In terms of Paragraph 3.84(j) of the Listings Requirements, the remuneration policy and the implementation report must be tabled every year for separate non-binding advisory votes by shareholders of the issuer at the annual general meeting. This provision is in support of the recommended practice in the King IV Report on Corporate Governance, 2016, which essentially mirrors the provision.
With the introduction of sections 30A and 30B to the Companies Act dealing with matters regarding remuneration, the JSE has proposed removing Paragraph 3.84(j) of the Listings Requirements to avoid confusion, duplication and regulatory effort. The recently published draft King V Report on Corporate Governance also proposes streamlining its governance provisions in light of the introduction of sections 30A and 30B to the Companies Act, to avoid redundancy. You can find a brief discussion of the draft King Report here.

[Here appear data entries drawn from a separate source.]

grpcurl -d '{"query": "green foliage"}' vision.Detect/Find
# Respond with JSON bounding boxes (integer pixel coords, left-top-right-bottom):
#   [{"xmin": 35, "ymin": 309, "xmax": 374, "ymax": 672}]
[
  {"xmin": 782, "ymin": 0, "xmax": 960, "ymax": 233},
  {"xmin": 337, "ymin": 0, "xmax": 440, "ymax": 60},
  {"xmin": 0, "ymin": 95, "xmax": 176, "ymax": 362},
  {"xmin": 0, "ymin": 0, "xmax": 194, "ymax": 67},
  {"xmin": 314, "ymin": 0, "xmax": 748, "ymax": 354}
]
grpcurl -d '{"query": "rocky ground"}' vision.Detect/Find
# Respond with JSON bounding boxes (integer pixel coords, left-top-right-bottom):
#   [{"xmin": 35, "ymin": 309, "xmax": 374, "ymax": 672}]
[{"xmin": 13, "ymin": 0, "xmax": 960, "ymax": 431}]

Foreign companies with a primary listing on the JSE
A gap was identified, however, with foreign companies with a primary listing on the JSE that would not be subject to the provisions of the Companies Act. The removal of Paragraph 3.84(j) of the Listings Requirements, without ensuring reasonable regulation on the remuneration for foreign primary issuers, meant that the consequences of not receiving shareholder approval on the remuneration policy and implementation report (as contemplated in proposed sections 30A and 30B to the Companies Act) would not have any bearing on such foreign primary issuer.

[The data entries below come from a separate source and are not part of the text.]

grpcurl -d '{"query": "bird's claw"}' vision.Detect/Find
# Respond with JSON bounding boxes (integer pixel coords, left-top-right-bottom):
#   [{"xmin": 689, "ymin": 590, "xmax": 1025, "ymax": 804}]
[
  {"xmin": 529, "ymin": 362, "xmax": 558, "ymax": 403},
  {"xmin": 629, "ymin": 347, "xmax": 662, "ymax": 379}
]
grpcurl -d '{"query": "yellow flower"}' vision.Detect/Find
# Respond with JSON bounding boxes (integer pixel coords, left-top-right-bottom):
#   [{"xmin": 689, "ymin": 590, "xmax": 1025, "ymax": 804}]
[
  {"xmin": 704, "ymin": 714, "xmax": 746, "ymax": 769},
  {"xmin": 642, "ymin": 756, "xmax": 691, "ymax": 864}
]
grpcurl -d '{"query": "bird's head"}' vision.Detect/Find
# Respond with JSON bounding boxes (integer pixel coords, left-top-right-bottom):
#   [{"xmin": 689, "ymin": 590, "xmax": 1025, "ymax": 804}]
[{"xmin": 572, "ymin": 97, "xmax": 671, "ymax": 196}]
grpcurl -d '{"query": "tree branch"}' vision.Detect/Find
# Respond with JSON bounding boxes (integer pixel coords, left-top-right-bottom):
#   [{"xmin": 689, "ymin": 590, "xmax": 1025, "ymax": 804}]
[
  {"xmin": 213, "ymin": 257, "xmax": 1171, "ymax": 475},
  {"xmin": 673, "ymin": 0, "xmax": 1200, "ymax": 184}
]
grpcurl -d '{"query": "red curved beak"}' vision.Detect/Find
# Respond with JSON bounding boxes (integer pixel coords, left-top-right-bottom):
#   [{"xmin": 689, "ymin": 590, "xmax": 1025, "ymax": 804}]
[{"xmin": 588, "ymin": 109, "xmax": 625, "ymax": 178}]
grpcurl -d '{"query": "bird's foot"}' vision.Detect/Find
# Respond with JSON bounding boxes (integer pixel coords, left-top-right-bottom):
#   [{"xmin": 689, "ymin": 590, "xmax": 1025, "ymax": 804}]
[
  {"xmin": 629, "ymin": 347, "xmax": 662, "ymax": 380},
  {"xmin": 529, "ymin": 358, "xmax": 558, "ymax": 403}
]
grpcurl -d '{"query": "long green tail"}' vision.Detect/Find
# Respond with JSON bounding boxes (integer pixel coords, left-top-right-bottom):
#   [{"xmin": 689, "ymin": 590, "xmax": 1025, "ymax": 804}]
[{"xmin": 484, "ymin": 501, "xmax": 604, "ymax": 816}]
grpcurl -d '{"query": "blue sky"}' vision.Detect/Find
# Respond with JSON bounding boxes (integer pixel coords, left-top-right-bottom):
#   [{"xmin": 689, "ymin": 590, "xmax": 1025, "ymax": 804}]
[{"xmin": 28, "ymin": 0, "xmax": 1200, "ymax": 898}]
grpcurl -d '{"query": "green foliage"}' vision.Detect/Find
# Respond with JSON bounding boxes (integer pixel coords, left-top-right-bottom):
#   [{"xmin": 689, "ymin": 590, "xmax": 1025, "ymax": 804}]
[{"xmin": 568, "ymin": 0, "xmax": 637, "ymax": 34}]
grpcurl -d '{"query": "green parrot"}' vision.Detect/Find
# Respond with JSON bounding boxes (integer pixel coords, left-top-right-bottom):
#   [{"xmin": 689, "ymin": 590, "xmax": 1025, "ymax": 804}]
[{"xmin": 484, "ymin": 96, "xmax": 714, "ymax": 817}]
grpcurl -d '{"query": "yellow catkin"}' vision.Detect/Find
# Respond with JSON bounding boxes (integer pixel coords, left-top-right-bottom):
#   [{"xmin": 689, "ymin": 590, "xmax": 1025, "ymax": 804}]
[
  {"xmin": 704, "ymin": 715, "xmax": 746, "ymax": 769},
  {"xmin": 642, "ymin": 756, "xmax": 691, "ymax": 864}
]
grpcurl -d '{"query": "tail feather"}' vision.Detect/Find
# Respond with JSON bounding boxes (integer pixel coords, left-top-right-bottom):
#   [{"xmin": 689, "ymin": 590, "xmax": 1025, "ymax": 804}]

To address this gap, the JSE proposes substantially maintaining the non-binding advisory vote on the remuneration policy and implementation report for foreign primary issuers. The proviso, however, is that the announcement inviting dissenting shareholders to engage with the company is only triggered if the remuneration policy or report, or both, are voted against by 50% or more of the votes exercised. The trigger threshold is currently 25% but is proposed to be adjusted to mirror the majority vote requirement contained in section 30A.
Share incentive schemes
Furthermore, in light of the introduction of section 30A to the Companies Act, together with the existing section 30(6) of the Companies Act which requires that all executive remuneration be disclosed in the annual financial statements, including performance-related payments and all other incentives, the JSE is of the view that the disclosure of all executive remuneration, including incentives, will be adequately addressed by the aforementioned Companies Act provisions.
As a result, the JSE proposes removing Schedule 14 to the Listings Requirements entirely. Schedule 14 currently sets out the requirements for share incentive schemes. Upon its removal, the Listing Requirements will seek to only regulate three aspects of dilutive share schemes: (i) the approval of shareholder dilution, (ii) the basic minimum content of dilutive share schemes, and (iii) general governance arrangements. To achieve this, the JSE proposes introducing new provisions dealing with dilutive share schemes in section 5 of the Listing Requirements.
These Listings Requirements amendments have not come into force yet, but are contemplated in the consolidated simplified Listings Requirements, pending the effective operation of the corporate governance amendments in the Amendment Act. The effective date is yet to be known, but issuers should familiarise themselves with both the Listings Requirements and Companies Act amendments in anticipation of their enforcement.